1. Campaign contributions and state population (100 pts)
For this question, please download the following data from cTools, which was obtained from http://www.opensecrets.org/races/index.php. It contains the 0910 campaign contributions, which I aggregated to the candidate level. You will further aggregate it to the state level and merge it with state population data as follows:
contribbycand = read.table("fedcampaigncontrib2010.dat",head=T)
population = read.table("population.txt",head=T)
bystateandtype = aggregate(contribbycand$amount,by=list(contribbycand$type,contribbycand$state),sum)
colnames(bystateandtype) = c("type","state","amount")
senatebypopulation = merge(population,subset(bystateandtype,type=="senate"),by.x="state",by.y="state")
housebypopulation = merge(population,subset(bystateandtype,type=="house"),by.x="state",by.y="state")
rm(population)
A. (20pts) Run a simple linear regression modeling the total amount donated by state for the house congressional candidates as a function of the state's population (using summary(lm())).
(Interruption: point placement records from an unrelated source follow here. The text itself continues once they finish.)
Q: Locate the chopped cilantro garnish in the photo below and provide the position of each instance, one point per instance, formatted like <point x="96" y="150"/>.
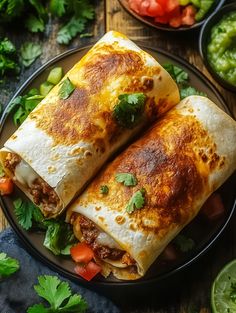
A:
<point x="136" y="202"/>
<point x="104" y="189"/>
<point x="66" y="89"/>
<point x="129" y="110"/>
<point x="126" y="178"/>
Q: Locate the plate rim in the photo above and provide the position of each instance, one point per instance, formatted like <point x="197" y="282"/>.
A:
<point x="39" y="256"/>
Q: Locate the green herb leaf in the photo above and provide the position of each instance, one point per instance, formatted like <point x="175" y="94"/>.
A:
<point x="66" y="89"/>
<point x="136" y="202"/>
<point x="104" y="189"/>
<point x="34" y="24"/>
<point x="29" y="52"/>
<point x="59" y="237"/>
<point x="184" y="244"/>
<point x="190" y="91"/>
<point x="8" y="265"/>
<point x="59" y="296"/>
<point x="129" y="110"/>
<point x="126" y="178"/>
<point x="70" y="30"/>
<point x="26" y="213"/>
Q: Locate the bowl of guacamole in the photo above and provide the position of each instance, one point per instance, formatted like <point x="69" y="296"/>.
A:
<point x="217" y="45"/>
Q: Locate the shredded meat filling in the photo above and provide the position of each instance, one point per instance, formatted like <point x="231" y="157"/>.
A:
<point x="90" y="233"/>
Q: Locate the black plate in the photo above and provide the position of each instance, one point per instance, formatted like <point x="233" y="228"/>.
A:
<point x="204" y="233"/>
<point x="150" y="21"/>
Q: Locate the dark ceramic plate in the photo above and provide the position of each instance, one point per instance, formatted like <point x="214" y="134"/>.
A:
<point x="150" y="21"/>
<point x="202" y="232"/>
<point x="204" y="38"/>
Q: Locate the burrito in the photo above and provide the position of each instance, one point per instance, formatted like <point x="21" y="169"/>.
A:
<point x="105" y="99"/>
<point x="146" y="195"/>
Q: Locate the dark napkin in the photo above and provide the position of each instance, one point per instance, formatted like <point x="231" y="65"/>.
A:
<point x="17" y="292"/>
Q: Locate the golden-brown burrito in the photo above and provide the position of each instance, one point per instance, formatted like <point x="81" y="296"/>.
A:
<point x="146" y="196"/>
<point x="66" y="139"/>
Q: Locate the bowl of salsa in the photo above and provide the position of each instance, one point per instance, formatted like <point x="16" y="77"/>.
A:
<point x="217" y="44"/>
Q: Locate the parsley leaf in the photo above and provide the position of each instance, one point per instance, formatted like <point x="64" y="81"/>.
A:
<point x="34" y="24"/>
<point x="184" y="244"/>
<point x="66" y="89"/>
<point x="126" y="178"/>
<point x="59" y="296"/>
<point x="136" y="202"/>
<point x="104" y="189"/>
<point x="129" y="110"/>
<point x="27" y="213"/>
<point x="29" y="52"/>
<point x="8" y="265"/>
<point x="190" y="91"/>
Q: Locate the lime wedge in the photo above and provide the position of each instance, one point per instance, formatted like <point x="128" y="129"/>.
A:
<point x="223" y="292"/>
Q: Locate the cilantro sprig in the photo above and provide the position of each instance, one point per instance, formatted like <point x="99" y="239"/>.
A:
<point x="129" y="109"/>
<point x="182" y="79"/>
<point x="59" y="296"/>
<point x="137" y="201"/>
<point x="127" y="179"/>
<point x="8" y="265"/>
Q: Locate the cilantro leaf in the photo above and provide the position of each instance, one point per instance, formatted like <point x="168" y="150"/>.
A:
<point x="190" y="91"/>
<point x="129" y="110"/>
<point x="34" y="24"/>
<point x="29" y="52"/>
<point x="26" y="213"/>
<point x="59" y="237"/>
<point x="58" y="7"/>
<point x="126" y="178"/>
<point x="104" y="189"/>
<point x="59" y="296"/>
<point x="8" y="265"/>
<point x="66" y="89"/>
<point x="184" y="244"/>
<point x="136" y="202"/>
<point x="70" y="30"/>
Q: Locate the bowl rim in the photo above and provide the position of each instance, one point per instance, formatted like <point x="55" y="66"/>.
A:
<point x="210" y="22"/>
<point x="163" y="27"/>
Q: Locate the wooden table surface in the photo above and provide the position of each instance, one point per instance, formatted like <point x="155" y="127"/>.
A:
<point x="192" y="293"/>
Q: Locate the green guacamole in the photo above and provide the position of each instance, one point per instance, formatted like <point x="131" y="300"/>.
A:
<point x="221" y="50"/>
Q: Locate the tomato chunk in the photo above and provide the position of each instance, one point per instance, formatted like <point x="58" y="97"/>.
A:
<point x="88" y="271"/>
<point x="213" y="207"/>
<point x="81" y="253"/>
<point x="6" y="186"/>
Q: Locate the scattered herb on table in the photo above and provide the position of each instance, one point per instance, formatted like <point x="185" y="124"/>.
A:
<point x="137" y="201"/>
<point x="182" y="79"/>
<point x="126" y="178"/>
<point x="184" y="244"/>
<point x="66" y="89"/>
<point x="58" y="295"/>
<point x="8" y="265"/>
<point x="129" y="110"/>
<point x="29" y="52"/>
<point x="104" y="189"/>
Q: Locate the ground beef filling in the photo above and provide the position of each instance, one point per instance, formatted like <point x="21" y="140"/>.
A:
<point x="42" y="193"/>
<point x="90" y="233"/>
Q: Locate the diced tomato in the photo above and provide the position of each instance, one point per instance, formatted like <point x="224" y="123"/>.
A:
<point x="213" y="207"/>
<point x="155" y="9"/>
<point x="188" y="15"/>
<point x="170" y="253"/>
<point x="81" y="253"/>
<point x="88" y="271"/>
<point x="6" y="186"/>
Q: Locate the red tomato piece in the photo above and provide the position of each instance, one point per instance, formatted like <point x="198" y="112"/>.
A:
<point x="81" y="253"/>
<point x="213" y="207"/>
<point x="188" y="15"/>
<point x="88" y="271"/>
<point x="6" y="186"/>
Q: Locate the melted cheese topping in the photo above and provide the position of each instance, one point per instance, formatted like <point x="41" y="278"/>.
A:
<point x="24" y="174"/>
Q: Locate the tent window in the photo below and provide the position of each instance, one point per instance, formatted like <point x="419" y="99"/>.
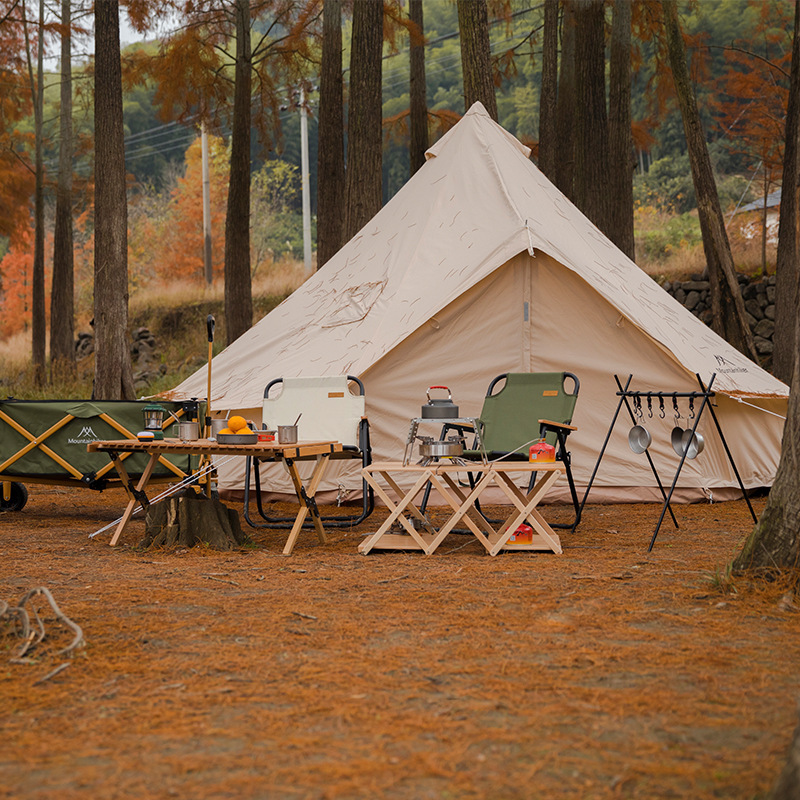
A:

From the resulting output, report on and interpret the slope of the regression line and the coefficient of determination. Are you able to reject the null hypothesis that there is no correlation between population and amount of money the candidates receive collectively?
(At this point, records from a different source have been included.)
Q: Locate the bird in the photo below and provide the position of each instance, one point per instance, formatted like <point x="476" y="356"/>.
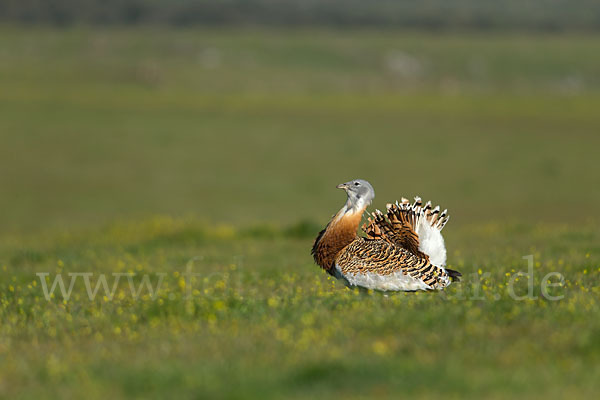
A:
<point x="402" y="250"/>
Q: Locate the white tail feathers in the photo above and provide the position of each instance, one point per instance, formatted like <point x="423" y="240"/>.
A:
<point x="428" y="224"/>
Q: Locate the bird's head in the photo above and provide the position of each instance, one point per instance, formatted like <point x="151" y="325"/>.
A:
<point x="360" y="194"/>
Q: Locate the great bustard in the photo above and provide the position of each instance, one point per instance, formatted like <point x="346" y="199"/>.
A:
<point x="403" y="249"/>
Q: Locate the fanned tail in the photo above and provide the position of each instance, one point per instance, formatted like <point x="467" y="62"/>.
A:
<point x="415" y="227"/>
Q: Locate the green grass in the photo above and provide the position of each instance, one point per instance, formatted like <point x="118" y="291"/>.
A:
<point x="263" y="321"/>
<point x="236" y="139"/>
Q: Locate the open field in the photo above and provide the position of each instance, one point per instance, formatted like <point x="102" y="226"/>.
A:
<point x="150" y="151"/>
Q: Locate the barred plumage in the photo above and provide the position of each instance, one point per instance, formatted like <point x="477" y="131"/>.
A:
<point x="403" y="249"/>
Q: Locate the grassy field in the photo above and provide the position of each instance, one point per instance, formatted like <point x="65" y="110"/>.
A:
<point x="218" y="151"/>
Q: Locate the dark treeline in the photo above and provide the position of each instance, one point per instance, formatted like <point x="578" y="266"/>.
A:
<point x="427" y="14"/>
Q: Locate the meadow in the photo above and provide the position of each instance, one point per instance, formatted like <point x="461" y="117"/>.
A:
<point x="149" y="151"/>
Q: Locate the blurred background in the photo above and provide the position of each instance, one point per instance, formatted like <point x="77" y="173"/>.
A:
<point x="248" y="112"/>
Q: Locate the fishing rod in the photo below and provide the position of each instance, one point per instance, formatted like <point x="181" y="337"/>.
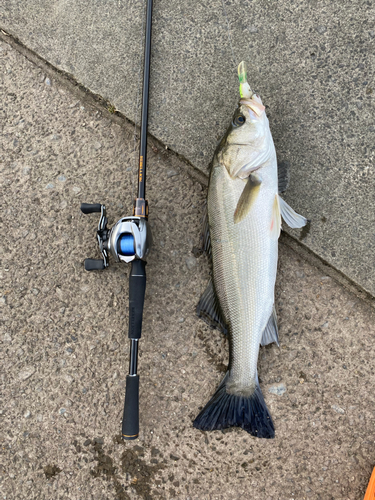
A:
<point x="129" y="241"/>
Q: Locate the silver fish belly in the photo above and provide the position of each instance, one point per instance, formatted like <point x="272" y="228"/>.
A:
<point x="244" y="257"/>
<point x="244" y="218"/>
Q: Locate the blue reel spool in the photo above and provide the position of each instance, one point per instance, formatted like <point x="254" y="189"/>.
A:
<point x="125" y="245"/>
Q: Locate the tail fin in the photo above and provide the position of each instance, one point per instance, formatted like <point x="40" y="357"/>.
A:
<point x="231" y="410"/>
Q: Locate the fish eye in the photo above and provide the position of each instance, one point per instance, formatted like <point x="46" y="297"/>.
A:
<point x="239" y="120"/>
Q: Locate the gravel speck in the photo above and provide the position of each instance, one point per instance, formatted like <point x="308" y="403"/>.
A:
<point x="172" y="173"/>
<point x="338" y="409"/>
<point x="26" y="373"/>
<point x="278" y="389"/>
<point x="321" y="29"/>
<point x="191" y="262"/>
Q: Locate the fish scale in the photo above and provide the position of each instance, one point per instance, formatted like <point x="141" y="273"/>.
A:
<point x="244" y="271"/>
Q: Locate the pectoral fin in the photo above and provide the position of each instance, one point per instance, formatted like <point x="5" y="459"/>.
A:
<point x="248" y="197"/>
<point x="283" y="176"/>
<point x="293" y="219"/>
<point x="276" y="218"/>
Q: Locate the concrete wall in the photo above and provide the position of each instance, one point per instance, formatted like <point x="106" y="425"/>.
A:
<point x="311" y="61"/>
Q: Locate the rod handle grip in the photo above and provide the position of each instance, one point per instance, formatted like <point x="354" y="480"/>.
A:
<point x="130" y="421"/>
<point x="137" y="288"/>
<point x="89" y="208"/>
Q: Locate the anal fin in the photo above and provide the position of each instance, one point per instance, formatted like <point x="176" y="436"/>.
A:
<point x="270" y="333"/>
<point x="209" y="310"/>
<point x="291" y="217"/>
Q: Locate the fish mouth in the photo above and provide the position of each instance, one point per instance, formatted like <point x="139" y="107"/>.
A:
<point x="255" y="104"/>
B. (10pts) Overlay the fitted regression line and the prediction and confidence intervals on a scatter plot of the house campaign data.
C. (10pts) For a state having the same population as Michigan, what is the average predicted amount donated to its candidates running for house seats in congress?
C. (20pts) Run the same regression for the senate campaign data (no need to submit a plot, but it may be instructive to look at). Compare the R^{2} (coefficient of determination) for your model of senate campaign contributions and house campaign contributions. Use your knowledge of American government (or acquire it as appropriate) to explain the difference.
D. (10pts) For the model of house campaign contributions, plot the residuals of your linear model as a function of state population.
E. (10pts) In addition, use a qqnorm() plot to evaluate how close to normally distributed the residuals are. Interpret.
F. (20 pts) Test the following hypothesis using the contribbycand data frame. H_{0}: On average, the amount of money obtained by senate and house candidates is equal. Show your analysis, a boxplot, and interpret your result.